In a new Finnish study, highly active adolescents (ages 11 to 13) performed better in school during their transition from primary school to lower secondary school compared to their physically inactive peers.
However, the researchers from the University of Jyväskylä found that no cause-and-effect relationship can be made, as greater physical activity did not necessarily lead to improved academic performance.
“The link between physical activity and academic performance do not always reflect a causal relationship. It is possible that high levels of physical activity and good academic performance share the same attributes, such as high motivation towards the task at hand,” said Dr. Eero Haapala, postdoctoral researcher from the University of Jyväskylä.
Previous cross-sectional studies have reported that more physically active children and adolescents achieve better school grades than their less active peers do, but there are few longitudinal studies on the topic.
Cross-sectional studies involve observing data from a particular population at a certain point in time, while longitudinal studies involve repeated observations of the same variables over longer periods of time.
The new study investigated the longitudinal associations of physical activity with academic performance in 635 adolescents who were between 11 and 13 years old at baseline. Physical activity was assessed using a questionnaire and school grades were acquired from the school registers. Other factors such as parental education and pubertal status were controlled for in the analyses.

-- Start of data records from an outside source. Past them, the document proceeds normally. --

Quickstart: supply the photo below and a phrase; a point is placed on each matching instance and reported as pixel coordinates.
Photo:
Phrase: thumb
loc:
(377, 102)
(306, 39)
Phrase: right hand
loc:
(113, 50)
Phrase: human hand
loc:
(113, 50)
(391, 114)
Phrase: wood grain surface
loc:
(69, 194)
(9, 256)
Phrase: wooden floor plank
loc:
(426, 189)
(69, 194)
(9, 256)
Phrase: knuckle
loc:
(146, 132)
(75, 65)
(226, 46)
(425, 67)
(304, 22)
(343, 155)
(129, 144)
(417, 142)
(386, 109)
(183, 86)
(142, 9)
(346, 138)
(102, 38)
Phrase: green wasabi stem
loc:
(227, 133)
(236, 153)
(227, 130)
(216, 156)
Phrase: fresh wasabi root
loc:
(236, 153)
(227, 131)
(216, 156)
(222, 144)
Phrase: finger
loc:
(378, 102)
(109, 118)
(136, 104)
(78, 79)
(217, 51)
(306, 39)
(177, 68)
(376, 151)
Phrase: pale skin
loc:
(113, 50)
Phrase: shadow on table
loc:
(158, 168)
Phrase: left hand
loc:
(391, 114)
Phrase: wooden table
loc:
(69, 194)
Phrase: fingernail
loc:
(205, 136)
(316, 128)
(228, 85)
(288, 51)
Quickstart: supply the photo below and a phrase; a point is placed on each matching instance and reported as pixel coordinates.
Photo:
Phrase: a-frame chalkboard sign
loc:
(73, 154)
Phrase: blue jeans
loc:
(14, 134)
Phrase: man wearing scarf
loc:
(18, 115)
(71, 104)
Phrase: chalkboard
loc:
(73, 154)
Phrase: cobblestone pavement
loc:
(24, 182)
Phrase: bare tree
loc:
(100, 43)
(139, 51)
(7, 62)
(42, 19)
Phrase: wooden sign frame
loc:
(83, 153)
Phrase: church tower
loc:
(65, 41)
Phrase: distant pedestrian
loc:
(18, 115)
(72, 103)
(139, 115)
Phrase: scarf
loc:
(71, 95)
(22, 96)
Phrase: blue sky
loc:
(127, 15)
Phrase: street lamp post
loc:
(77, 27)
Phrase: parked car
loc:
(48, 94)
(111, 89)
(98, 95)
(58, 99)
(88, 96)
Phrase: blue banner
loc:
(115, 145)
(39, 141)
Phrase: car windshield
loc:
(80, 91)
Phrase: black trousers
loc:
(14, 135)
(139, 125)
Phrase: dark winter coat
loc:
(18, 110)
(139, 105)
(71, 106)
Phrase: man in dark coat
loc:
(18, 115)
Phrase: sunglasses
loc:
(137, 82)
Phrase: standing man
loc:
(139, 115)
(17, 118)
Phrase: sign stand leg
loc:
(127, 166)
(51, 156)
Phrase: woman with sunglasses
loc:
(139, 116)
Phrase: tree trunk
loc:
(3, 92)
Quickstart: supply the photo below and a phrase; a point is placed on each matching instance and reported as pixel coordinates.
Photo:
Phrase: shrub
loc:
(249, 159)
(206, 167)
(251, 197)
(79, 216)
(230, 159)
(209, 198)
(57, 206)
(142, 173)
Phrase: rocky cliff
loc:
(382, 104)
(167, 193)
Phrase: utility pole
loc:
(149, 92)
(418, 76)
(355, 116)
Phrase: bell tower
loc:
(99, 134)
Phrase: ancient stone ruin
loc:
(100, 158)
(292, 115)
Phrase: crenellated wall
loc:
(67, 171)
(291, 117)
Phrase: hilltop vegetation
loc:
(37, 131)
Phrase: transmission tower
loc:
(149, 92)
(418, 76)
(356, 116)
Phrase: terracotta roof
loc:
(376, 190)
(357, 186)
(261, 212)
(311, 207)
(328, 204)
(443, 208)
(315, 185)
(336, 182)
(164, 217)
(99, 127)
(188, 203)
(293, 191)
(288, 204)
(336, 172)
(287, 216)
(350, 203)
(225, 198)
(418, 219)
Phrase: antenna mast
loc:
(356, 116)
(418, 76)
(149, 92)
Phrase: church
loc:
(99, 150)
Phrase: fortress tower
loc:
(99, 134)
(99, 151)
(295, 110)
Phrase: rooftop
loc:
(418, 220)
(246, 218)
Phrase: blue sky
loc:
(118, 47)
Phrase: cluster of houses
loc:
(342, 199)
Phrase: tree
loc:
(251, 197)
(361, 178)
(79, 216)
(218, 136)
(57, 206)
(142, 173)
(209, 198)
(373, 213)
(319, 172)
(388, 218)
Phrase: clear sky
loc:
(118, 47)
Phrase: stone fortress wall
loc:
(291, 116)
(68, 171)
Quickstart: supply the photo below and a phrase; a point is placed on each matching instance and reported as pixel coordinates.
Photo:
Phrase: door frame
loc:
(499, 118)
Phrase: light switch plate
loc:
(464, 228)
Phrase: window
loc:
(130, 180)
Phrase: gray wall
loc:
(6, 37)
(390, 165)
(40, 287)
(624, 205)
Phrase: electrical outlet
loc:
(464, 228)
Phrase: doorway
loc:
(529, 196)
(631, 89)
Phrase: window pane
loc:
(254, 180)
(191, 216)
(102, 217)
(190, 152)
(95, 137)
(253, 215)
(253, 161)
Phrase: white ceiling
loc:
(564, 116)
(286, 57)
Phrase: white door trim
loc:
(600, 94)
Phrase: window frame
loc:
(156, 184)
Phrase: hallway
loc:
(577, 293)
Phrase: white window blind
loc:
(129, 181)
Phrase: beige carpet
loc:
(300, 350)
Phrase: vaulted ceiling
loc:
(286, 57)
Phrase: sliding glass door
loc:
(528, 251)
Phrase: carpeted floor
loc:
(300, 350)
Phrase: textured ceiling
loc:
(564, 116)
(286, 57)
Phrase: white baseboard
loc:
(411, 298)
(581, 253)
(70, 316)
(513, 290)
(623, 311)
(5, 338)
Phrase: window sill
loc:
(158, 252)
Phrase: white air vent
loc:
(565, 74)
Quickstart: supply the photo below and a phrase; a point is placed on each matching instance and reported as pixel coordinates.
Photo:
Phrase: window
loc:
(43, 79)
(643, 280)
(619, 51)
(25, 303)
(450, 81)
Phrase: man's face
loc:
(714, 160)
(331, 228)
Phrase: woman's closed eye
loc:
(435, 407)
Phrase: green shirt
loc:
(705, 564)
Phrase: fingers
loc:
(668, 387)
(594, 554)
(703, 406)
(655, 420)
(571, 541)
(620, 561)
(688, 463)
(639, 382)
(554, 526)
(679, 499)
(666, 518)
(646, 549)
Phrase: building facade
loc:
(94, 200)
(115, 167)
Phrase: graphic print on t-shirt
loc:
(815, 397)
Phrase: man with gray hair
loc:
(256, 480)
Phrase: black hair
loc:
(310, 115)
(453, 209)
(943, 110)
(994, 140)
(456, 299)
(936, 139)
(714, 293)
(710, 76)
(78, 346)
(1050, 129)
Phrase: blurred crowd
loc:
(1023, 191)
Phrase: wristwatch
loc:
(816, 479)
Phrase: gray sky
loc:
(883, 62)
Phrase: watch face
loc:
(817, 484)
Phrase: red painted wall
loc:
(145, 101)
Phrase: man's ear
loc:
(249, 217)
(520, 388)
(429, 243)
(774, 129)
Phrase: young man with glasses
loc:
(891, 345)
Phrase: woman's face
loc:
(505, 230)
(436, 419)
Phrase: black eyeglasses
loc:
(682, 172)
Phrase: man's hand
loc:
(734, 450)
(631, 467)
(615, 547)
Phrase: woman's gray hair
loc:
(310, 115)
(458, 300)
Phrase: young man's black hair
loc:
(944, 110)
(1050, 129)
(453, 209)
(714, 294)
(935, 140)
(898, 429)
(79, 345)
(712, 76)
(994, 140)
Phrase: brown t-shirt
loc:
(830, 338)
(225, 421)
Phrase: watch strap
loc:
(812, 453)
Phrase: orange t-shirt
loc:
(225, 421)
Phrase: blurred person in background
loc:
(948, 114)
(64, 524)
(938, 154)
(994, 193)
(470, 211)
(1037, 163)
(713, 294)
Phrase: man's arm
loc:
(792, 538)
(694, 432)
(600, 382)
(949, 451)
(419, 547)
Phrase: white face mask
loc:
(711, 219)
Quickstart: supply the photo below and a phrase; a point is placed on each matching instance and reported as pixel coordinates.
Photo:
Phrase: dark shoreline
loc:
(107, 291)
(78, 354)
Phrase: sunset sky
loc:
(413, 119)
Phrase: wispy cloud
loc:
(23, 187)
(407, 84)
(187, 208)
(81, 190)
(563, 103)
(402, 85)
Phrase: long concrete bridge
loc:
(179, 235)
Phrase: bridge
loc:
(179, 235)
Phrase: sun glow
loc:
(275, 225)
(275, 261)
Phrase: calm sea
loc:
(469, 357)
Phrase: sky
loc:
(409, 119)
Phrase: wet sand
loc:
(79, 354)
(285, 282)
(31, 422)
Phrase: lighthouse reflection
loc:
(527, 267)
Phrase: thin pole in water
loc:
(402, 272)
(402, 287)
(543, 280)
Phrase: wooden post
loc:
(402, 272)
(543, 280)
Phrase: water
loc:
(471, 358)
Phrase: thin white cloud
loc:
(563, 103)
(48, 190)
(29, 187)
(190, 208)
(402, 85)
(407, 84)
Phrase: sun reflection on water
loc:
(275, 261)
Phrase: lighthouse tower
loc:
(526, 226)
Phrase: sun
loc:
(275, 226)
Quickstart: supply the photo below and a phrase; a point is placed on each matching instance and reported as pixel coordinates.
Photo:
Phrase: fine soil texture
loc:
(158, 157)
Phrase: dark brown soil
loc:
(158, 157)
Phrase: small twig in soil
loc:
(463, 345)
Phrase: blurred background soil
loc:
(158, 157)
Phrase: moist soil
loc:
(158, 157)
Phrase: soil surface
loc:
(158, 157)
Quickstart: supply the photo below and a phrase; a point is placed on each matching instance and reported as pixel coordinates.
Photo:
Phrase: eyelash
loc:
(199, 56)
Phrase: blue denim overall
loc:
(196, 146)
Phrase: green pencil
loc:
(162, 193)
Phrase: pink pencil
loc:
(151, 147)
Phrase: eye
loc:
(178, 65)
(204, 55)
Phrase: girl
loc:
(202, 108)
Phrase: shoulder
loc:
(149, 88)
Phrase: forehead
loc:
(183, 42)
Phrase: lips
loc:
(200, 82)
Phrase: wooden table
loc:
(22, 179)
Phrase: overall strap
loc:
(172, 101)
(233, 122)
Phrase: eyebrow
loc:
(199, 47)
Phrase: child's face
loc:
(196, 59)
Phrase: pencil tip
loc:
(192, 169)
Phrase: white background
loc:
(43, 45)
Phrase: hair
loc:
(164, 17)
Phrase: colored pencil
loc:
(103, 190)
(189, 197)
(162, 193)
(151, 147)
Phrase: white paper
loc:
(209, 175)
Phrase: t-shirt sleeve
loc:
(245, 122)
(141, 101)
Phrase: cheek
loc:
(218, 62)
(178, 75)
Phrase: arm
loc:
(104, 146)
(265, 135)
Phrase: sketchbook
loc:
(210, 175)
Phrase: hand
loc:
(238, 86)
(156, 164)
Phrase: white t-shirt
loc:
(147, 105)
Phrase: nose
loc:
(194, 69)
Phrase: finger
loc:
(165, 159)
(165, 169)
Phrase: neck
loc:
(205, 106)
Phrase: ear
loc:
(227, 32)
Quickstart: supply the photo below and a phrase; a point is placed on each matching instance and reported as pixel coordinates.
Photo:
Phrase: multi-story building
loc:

The new study shows that adolescents with higher levels of physical activity over a follow-up period of two academic years did have higher academic performance than did those who were continuously inactive.
However, the study shows that increased levels of physical activity did not automatically result in improved academic performance. In fact, adolescents who increased their physical activity had lower academic performance during the follow-up compared to their more active peers.
Therefore, based on these findings, no cause-and-effect conclusions can be made. In other words, it is not possible to say whether physical activity improves academic performance or if adolescents with higher academic performance choose a more physically active lifestyle, say the researchers.
Still, the results of the present study do not refute the findings of previous studies showing small but positive effects of physical activity on learning and its neural underpinnings.